Quelles sont les libertés prises par Clyde Tolson puis par Marc Dugain avec la vérité historique ? Nous ne le saurons probablement jamais ou pas encore du moins. Ce qui est sûr, en revanche, c'est que le patron du FBI resta indétrônable - seule sa mort le 2 mai 1972 mit fin à ce "consulat à vie" - car il tenait par les couilles tous les hommes politiques de l'époque. Aucun des présidents qui se sont succédés n'a pu se débarrasser de ce passif maître chanteur qui gardait religieusement des dossiers bien étoffés. Quand on pense qu'il était "l'oreille de Moscou", comment le complot a-t-il pu passer à travers les mailles étroites de la surveillance qu'il avait lui-même imposée ? Il savait, c'est sûr. Et pourquoi s'est-il lancé tête baissée dans "la chasse aux sorcières", alimentant la haine démesurée de MacCarthy et consoeurs, tout en délaissant le combat contre le crime organisé ? L'affaire de la photo est donc tout à fait crédible et ses liens avec la mafia avérés.
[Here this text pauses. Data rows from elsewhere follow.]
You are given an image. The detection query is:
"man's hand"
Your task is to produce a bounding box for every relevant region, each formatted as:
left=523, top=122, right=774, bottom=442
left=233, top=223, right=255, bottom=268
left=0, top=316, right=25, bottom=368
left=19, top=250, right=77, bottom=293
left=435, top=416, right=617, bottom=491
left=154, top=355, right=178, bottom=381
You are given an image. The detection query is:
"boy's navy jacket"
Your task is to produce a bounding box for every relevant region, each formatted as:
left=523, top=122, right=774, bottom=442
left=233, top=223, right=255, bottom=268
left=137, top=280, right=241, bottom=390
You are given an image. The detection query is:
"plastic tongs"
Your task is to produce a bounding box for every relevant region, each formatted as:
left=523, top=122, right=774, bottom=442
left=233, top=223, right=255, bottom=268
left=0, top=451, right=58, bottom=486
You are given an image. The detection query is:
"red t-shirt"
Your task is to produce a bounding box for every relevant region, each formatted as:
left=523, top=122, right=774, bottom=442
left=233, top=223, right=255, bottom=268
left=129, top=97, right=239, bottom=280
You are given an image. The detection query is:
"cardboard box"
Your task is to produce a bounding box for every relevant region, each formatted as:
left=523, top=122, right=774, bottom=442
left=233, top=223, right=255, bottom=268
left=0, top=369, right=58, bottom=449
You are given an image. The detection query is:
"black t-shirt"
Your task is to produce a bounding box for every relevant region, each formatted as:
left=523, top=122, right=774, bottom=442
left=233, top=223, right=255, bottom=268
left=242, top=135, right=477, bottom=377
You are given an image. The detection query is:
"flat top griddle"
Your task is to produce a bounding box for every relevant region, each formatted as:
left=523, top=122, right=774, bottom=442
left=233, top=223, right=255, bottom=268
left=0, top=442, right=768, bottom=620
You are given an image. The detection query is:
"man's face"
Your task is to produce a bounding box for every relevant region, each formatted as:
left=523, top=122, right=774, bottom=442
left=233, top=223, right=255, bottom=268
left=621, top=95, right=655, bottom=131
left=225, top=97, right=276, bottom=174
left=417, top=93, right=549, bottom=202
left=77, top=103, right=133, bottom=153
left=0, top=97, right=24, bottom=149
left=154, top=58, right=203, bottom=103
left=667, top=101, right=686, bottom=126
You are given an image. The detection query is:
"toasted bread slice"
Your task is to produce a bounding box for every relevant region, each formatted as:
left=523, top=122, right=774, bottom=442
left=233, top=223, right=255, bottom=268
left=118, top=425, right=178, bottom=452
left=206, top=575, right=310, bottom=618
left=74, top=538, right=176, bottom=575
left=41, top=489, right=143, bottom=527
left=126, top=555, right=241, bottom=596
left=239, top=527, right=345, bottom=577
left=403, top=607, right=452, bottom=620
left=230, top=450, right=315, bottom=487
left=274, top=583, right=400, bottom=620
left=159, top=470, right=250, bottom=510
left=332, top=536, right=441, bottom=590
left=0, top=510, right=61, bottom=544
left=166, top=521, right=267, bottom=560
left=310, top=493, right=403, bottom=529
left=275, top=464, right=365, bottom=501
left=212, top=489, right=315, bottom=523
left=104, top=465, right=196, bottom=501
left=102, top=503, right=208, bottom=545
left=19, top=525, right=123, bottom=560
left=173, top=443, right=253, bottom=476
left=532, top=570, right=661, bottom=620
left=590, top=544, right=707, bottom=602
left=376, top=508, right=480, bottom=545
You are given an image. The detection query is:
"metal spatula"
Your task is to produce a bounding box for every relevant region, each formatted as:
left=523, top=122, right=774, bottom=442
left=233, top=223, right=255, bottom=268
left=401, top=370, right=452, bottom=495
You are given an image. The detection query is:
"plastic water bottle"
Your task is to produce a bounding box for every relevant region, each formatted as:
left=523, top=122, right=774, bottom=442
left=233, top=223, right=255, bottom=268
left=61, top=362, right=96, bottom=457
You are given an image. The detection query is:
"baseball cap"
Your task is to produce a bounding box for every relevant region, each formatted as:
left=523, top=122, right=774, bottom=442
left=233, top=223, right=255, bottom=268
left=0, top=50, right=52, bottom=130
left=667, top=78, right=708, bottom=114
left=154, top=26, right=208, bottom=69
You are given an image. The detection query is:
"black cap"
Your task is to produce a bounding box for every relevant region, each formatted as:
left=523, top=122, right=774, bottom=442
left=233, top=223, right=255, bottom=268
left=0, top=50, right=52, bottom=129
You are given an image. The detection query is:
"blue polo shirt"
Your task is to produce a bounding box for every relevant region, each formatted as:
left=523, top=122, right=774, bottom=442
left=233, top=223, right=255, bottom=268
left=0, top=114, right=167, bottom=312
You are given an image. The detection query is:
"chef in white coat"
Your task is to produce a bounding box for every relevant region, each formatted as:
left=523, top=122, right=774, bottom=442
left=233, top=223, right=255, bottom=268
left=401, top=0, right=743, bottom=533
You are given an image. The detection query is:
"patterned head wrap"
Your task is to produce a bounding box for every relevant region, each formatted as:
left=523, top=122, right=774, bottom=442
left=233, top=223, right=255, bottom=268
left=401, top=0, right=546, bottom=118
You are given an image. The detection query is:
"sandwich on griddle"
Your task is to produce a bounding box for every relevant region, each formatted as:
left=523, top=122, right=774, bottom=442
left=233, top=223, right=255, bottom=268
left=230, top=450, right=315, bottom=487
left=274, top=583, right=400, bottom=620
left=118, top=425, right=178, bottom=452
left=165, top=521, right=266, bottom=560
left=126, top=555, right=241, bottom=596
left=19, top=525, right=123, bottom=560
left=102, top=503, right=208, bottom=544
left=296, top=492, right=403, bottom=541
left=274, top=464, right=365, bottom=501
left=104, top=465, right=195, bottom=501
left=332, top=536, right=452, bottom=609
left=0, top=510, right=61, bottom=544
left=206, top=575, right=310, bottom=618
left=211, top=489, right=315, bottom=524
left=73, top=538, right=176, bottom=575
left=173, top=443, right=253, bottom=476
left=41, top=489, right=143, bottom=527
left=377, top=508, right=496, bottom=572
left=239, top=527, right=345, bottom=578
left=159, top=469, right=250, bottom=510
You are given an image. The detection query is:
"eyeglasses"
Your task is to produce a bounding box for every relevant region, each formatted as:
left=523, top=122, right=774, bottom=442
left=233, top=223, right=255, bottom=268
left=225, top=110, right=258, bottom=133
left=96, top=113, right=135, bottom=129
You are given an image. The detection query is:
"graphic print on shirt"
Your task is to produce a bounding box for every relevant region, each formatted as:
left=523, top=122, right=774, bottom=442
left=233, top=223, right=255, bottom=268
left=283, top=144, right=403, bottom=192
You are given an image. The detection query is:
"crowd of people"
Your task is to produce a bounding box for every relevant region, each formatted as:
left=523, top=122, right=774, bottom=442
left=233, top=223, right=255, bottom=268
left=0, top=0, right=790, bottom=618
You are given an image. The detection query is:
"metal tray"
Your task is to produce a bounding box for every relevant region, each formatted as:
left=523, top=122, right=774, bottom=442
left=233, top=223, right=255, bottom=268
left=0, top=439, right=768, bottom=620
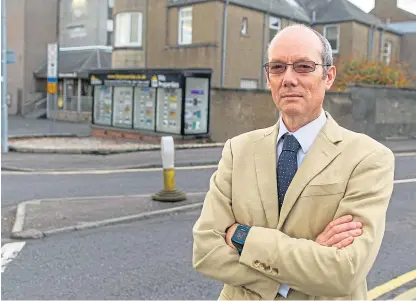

En ce qui concerne le "régicide", des dizaines de théories du complots ont fleuri ces dernières années sans toutefois qu'une vérité soit arrêtée. Si la conspiration existe bel et bien, l'enquête du procureur de la Nouvelle-Orléans Jim Garrison l'a largement prouvée, l'histoire officielle a toujours des doutes sur les instigateurs.
Eh bien "A qui profite le crime ? ".
A beaucoup de monde certes. Mais en tout cas, la mort de John Kennedy a bien arrangé les affaires de Lyndon B. Johnson. Primo, sa première mesure de président fut d'abandonner le projet de loi visant à abolir les avantages fiscaux des groupes pétroliers. Secondo, le 27 septembre 1964, la commission Warren désignée par LBJ et chargée d'enquêter sur l'assassinat de Kennedy, a rendu des conclusions inacceptables, à savoir que Lee Harvey Oswald a agit seul. Tercio, des bruits de couloir à la Maison Blanche indiquaient l'intention de Kennedy de remplacer Johnson lors de la campagne électorale de 1964 en raison de son implication dans quatre enquêtes criminelles. Ces mêmes quatre enquêtes qui furent classées une fois Johnson président. L'histoire nous dira à quel degré les révélations de Clyde Tolson se sont arrangées avec la vérité.